Attempts to bring agriculture under the treaty, largely motivated by American companies that felt restricted by cheap EU exports, failed during the 1960s and 1970s. However, extreme pressure from the Cairns group of 18 agricultural exporting countries ensured that agriculture was the central topic during the Uruguay Round. Despite difficult negotiations between the EU and US delegates (the latter being led by Clayton Yeutter, a former Cargill employee), an Agreement on Agriculture (AoA) was developed which brought agriculture under the GATT rules. This Round also relinquished the US waiver. This contract seemed quite modest to some of the signatories, who wanted to completely phase out subsidies within a decade.

The AoA aims, first, to increase market access by phasing out non-tariff barriers, including quotas. The effects are to be converted to tariffs, which is known as 'tarification', one of the AoA's central concepts. Second, the AoA reduces domestic support for agriculture. Vandana Shiva states that in India, this has meant that the only subsidies granted are for the chemical fertilisers produced by agribusiness. Third, the AoA calls for reduced export subsidies. Areas exempt from reduction in developing countries include processing and transportation, which are likewise dominated by agribusiness.

Nevertheless, the US has expanded export credit guarantees; the US secretary of agriculture, Dan Glickman, cites this as 'the main reason why we have not lost more exports to Asia'. IMF loans to developing countries have also propped up US agribusiness; Mr Glickman says that without IMF actions, American agricultural exports 'would have been at great risk'. Vandana Shiva concludes: 'WTO rules are for preserving and enhancing corporate subsidies and withdrawing support to farmers and rural communities whether they refer to domestic support, market access or export competition.'

The effects of the AoA on the CAP are mainly visible in the reduced intervention prices prescribed by the 1992 MacSharry reforms. In 1997, as the EU considered proposals for expansion into Eastern Europe (including Poland, whose 2 million farmers would increase the demands on the CAP budget), the unelected European Commission published 'Agenda 2000', which called for further price cuts alongside an increase in income support, with ceilings on support to agribusiness to reduce surpluses. However, Agenda 2000 also dictates the end of milk quotas by 2006, a move that will increase surpluses. This decision has not been popular with European agricultural ministers.

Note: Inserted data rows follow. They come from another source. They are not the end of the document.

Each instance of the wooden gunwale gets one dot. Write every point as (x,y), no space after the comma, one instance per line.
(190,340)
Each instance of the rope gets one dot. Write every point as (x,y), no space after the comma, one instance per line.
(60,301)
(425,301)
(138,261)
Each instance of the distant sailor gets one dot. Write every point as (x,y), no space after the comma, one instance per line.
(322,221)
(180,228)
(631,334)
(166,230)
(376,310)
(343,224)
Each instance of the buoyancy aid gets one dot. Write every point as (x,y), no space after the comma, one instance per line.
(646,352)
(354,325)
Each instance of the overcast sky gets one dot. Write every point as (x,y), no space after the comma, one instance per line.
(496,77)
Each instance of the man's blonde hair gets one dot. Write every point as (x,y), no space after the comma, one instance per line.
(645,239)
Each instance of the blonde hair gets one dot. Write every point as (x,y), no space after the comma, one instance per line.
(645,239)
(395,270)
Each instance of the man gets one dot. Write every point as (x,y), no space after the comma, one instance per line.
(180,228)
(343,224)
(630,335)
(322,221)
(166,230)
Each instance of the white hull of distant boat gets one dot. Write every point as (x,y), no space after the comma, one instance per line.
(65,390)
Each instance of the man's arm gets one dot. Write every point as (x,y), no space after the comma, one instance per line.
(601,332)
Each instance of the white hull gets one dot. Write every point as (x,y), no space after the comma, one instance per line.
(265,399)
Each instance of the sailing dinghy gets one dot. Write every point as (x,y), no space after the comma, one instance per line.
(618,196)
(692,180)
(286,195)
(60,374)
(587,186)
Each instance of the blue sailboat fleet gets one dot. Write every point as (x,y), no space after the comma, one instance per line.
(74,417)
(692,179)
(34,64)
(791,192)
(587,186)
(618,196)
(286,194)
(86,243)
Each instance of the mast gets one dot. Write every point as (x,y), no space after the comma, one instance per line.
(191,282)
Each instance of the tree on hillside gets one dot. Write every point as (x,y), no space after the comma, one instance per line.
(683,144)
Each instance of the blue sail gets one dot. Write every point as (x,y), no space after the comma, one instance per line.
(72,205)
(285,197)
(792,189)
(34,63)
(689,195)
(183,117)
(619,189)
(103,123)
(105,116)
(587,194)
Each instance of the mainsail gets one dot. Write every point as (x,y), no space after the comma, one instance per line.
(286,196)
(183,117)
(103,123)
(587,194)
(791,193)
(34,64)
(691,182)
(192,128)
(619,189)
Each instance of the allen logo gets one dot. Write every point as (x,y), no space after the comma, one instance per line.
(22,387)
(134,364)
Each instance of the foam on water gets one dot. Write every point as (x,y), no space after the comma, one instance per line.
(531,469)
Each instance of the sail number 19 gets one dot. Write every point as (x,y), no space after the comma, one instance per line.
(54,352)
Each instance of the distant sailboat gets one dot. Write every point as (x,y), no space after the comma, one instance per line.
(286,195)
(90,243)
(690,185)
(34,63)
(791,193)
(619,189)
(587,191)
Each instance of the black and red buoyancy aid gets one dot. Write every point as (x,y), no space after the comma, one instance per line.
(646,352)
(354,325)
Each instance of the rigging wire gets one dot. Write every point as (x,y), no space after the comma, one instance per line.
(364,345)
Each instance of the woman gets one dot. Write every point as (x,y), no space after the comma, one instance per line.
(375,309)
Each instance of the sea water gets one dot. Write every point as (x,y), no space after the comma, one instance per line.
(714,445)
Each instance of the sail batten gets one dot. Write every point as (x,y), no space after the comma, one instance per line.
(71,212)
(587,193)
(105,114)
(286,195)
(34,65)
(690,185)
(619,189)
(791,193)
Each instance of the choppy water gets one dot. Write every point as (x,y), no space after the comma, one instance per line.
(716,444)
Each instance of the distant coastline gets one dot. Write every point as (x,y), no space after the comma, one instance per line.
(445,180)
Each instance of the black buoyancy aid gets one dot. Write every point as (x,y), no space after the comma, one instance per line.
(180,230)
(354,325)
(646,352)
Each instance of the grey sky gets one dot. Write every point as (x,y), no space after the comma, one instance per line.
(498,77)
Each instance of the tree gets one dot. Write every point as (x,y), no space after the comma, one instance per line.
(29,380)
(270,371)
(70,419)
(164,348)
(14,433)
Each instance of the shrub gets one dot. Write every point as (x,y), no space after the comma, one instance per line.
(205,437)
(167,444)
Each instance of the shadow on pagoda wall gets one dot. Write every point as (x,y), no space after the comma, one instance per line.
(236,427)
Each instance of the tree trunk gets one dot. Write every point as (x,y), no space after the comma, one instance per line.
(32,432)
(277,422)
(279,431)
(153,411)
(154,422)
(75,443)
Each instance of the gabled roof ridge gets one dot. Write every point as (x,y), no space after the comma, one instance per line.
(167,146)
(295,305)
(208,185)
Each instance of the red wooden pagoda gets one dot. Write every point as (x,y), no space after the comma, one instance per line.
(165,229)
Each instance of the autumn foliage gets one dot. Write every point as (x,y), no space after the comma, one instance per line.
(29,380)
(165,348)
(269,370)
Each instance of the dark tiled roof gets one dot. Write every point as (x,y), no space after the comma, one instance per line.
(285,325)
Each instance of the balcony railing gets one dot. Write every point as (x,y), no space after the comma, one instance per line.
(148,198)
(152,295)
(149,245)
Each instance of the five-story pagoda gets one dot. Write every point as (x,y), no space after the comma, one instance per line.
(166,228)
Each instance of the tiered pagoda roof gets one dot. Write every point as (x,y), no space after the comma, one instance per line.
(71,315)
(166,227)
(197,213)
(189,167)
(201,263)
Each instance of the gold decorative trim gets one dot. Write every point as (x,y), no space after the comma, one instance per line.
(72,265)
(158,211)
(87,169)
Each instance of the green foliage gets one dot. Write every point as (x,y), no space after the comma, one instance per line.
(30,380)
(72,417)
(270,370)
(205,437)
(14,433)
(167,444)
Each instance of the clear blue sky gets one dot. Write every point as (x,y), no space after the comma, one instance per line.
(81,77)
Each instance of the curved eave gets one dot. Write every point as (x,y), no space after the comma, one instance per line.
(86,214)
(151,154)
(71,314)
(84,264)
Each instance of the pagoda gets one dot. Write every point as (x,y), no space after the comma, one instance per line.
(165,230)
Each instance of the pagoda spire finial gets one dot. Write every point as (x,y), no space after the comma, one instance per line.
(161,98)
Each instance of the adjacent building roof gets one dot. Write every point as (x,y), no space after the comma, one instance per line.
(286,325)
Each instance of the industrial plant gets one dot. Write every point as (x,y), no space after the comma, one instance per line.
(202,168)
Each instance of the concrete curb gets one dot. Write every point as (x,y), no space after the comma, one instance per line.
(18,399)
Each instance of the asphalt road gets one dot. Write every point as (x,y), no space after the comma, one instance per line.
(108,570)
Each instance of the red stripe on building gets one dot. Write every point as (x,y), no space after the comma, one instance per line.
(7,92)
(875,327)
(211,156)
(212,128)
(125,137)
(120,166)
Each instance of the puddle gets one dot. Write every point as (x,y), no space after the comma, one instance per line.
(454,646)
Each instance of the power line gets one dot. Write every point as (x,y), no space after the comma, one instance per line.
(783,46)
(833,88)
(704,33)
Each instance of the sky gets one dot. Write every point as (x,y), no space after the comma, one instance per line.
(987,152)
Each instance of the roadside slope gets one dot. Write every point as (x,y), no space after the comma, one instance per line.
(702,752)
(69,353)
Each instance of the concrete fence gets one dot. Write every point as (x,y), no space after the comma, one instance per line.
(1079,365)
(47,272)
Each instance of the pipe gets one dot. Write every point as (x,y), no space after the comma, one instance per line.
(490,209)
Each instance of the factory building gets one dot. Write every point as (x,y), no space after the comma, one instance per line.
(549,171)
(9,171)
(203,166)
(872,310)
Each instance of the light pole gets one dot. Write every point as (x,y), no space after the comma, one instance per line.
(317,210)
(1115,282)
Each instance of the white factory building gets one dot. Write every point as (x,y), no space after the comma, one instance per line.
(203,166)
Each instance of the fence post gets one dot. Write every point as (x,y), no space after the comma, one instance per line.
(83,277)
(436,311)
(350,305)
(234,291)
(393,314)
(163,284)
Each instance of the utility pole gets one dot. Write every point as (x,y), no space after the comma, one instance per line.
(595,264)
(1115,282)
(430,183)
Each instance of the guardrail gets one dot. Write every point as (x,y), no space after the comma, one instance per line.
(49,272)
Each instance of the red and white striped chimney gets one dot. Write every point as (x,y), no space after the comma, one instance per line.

Mainstream economic opinion holds that large-scale intensive farming of single crops (monoculture) produces a higher yield. This is true but misleading, since the total output per hectare on small farms is several times greater, because of more efficient use of the land. Mixed-culture farms also require less fertiliser, to the dismay of the agrochemical industry. Large-scale, intensive farming of livestock keeps animals packed together in close quarters; this leads to stringent regulations, which are also enforced unnecessarily on small farmers for whom they are prohibitively costly. Furthermore, transporting foodstuffs across the globe is grossly inefficient, and incurs a huge ecological debt.

The current pricing in supermarkets beggars belief, by implying that processed, long shelf-life foods produced far away are cheaper than local fresh food. The inefficiencies of agribusiness are masked only by the direct and indirect subsidies borne by the taxpayer.